La grève nationale contre le 5ème mandat, après des appels anonymes sur les réseaux sociaux, a été diversement suivie à l'échelle nationale, et a été également accompagnée. Les initiateurs de cette grève nationale s'étaient tracé l'objectif de « paralyser l'économie du pays pour que le régime entende notre colère ». Mais, hier, le suivi a été très disparate, d'une ville à une autre, et d'une wilaya à une autre, selon les rapports et témoignages. A Blida, qui concentre pratiquement toute l'activité commerciale, financière et bancaire et des moyens de transports du centre-ouest du pays, l'appel a été modérément suivi, en particulier dans le secteur des Transports. Hier dimanche, tout le réseau des transports publics (bus et trains) était paralysé, et les dessertes vers les villes de l'intérieur du pays ou vers Alger étaient assurées par les transporteurs privés. Les commerces étaient globalement ouverts, ainsi que les administrations, les banques et les agences d'Algérie Télécom et Algérie-Poste.
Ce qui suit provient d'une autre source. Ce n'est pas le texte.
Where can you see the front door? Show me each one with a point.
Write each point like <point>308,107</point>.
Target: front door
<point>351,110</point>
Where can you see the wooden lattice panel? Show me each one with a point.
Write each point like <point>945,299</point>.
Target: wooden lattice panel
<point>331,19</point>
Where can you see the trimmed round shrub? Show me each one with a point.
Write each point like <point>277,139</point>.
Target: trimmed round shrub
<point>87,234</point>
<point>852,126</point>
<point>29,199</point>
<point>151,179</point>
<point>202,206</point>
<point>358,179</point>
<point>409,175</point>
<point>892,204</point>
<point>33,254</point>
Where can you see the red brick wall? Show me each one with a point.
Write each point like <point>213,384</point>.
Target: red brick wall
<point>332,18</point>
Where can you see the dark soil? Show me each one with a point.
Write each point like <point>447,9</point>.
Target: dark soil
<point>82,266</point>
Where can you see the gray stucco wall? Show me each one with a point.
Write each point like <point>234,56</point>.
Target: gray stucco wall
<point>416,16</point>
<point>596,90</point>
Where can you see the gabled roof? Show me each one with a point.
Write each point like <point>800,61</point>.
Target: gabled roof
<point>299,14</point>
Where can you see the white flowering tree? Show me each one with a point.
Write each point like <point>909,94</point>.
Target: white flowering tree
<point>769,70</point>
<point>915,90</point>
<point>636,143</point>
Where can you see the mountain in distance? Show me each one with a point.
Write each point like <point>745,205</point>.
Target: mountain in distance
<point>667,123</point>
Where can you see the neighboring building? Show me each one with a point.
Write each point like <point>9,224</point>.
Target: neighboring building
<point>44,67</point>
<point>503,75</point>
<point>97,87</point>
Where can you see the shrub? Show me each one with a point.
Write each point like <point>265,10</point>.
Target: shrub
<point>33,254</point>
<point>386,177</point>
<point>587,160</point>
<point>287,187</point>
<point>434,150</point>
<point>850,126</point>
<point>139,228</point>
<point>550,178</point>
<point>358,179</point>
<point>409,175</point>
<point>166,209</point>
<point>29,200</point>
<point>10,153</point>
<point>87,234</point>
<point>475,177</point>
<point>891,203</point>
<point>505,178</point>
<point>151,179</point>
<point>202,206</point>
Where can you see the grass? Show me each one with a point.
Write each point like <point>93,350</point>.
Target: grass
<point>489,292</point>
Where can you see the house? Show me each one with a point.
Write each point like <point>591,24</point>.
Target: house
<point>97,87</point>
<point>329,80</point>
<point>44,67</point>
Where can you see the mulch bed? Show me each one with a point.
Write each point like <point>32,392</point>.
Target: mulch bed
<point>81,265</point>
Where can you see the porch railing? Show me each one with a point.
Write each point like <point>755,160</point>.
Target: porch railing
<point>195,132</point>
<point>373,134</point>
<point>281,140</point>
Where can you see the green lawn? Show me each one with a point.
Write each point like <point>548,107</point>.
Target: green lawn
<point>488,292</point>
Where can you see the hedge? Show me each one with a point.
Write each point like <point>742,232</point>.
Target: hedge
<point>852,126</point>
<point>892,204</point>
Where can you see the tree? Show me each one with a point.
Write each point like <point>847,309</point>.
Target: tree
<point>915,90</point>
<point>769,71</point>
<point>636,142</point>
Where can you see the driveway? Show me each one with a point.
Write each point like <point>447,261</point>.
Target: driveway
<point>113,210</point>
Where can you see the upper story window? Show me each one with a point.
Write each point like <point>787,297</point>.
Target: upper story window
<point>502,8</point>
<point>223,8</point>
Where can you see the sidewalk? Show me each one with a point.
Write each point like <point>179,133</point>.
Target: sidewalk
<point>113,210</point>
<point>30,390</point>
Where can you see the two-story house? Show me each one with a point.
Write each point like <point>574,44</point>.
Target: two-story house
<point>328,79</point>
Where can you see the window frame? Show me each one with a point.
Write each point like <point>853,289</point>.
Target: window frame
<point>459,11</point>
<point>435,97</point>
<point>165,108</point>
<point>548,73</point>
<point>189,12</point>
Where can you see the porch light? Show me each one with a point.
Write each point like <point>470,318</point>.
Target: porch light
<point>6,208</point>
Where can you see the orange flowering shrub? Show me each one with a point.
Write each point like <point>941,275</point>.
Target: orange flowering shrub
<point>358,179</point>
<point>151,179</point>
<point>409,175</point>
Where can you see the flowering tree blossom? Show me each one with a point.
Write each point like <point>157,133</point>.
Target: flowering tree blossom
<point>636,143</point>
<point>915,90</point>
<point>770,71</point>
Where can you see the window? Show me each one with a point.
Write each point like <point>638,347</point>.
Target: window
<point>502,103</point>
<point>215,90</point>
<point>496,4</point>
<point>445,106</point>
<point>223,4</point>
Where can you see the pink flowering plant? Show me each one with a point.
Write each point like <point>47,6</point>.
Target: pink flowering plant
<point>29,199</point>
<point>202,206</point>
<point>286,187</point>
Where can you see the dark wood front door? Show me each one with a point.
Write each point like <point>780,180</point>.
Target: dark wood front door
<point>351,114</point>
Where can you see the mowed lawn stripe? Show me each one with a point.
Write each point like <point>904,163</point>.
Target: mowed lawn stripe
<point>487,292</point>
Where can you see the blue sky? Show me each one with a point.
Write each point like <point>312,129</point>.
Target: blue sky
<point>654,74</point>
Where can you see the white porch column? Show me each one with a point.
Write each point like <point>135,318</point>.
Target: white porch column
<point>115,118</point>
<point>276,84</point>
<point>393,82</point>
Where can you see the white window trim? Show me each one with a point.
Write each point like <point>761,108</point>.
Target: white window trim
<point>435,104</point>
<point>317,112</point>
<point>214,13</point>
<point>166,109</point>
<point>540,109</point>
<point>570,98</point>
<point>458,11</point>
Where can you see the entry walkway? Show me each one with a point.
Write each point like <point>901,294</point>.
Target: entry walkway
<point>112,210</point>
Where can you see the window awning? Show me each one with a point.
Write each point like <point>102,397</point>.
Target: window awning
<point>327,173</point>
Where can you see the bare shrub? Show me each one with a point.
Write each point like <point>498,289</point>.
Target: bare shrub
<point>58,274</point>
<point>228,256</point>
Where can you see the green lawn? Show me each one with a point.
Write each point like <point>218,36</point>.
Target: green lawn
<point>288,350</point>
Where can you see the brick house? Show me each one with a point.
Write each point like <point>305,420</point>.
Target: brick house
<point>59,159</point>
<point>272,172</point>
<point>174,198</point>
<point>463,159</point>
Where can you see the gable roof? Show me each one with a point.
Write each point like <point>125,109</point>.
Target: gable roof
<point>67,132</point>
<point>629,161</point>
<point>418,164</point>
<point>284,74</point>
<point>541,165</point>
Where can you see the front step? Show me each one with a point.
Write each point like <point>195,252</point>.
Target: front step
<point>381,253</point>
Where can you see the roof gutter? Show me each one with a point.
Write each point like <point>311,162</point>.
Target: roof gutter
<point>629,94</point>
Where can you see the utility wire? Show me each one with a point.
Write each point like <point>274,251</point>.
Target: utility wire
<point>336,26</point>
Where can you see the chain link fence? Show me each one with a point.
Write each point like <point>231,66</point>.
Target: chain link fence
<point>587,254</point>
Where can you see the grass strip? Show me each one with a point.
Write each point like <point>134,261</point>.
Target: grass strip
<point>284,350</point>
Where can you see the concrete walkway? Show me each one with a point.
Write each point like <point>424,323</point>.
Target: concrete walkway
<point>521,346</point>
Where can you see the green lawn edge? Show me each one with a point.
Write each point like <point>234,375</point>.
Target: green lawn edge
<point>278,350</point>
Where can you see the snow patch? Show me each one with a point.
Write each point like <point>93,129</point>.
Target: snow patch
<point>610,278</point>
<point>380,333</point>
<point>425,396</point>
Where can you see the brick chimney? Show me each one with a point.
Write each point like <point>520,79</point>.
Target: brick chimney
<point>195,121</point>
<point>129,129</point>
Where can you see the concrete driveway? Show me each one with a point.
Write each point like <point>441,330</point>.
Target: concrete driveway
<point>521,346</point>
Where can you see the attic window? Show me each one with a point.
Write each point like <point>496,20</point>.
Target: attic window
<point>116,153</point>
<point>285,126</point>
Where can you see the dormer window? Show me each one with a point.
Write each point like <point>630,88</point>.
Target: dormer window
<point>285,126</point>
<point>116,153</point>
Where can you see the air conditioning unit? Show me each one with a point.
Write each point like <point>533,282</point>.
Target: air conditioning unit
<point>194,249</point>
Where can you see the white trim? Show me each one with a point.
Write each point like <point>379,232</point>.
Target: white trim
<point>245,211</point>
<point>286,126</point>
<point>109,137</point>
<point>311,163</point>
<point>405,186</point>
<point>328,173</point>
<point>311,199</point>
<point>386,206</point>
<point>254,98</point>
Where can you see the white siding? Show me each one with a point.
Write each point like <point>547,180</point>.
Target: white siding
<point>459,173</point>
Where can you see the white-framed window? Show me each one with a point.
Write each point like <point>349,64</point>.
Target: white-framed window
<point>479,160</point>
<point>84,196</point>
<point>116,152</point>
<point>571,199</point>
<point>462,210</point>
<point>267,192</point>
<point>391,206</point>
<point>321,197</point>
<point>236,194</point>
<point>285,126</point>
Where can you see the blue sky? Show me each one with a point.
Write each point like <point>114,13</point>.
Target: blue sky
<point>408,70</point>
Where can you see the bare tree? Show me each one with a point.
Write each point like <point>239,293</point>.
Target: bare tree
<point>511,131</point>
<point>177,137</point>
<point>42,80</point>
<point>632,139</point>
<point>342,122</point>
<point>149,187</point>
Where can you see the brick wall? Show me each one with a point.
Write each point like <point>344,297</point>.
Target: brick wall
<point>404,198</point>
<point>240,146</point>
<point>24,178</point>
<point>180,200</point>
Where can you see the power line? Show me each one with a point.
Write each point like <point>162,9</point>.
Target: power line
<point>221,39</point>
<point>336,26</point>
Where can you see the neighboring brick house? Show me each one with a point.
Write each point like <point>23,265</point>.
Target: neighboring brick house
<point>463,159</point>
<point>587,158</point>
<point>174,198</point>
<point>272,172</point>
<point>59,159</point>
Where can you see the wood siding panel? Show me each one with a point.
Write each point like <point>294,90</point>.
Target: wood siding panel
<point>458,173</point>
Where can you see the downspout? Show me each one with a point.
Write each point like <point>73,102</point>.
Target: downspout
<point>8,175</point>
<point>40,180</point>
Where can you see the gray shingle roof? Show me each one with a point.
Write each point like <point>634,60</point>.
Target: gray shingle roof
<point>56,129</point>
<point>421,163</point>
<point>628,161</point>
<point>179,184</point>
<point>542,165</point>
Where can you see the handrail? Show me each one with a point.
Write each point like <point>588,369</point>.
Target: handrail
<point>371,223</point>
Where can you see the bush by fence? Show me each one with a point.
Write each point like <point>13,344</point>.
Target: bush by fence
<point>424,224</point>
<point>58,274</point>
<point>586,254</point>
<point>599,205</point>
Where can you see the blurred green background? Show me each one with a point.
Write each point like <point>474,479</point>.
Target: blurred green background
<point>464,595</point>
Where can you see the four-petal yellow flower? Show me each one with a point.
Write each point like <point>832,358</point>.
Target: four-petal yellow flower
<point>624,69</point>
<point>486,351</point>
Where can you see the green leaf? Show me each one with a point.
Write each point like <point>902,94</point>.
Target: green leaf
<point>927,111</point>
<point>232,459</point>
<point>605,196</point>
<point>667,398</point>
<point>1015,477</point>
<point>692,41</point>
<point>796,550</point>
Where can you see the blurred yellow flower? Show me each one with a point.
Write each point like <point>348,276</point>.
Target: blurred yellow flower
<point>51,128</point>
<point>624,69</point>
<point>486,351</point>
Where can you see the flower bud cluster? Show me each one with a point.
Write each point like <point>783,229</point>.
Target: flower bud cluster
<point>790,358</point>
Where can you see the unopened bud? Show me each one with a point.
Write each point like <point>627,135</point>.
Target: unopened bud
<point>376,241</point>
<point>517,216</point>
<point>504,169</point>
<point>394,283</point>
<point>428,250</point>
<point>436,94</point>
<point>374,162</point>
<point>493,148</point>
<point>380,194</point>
A Alger, la grève générale n'a pas été globalement suivie, si ce n'est des commerces fermés dans le centre-ville, entre la rue Larbi Ben M'hidi et Didouche Mourad et la Place Audin, où ont convergé des manifestations de lycéens. Par contre, les transports publics étaient absents dans le centre-ville également, notamment les bus de l'ETUSA et les trains de banlieue. Le métro fonctionnait normalement par contre, et seule la station de la Grande Poste-Tafourah était fermée, alors que celle de Khelifa Boukhalfa, en haut de la rue Didouche était ouverte. Les administrations et les banques étaient ouvertes, et aucune grève des fonctionnaires n'a été enregistrée, selon des témoignages. Plusieurs structures de Sonatrach ont été touchées par la grève, à travers le pays.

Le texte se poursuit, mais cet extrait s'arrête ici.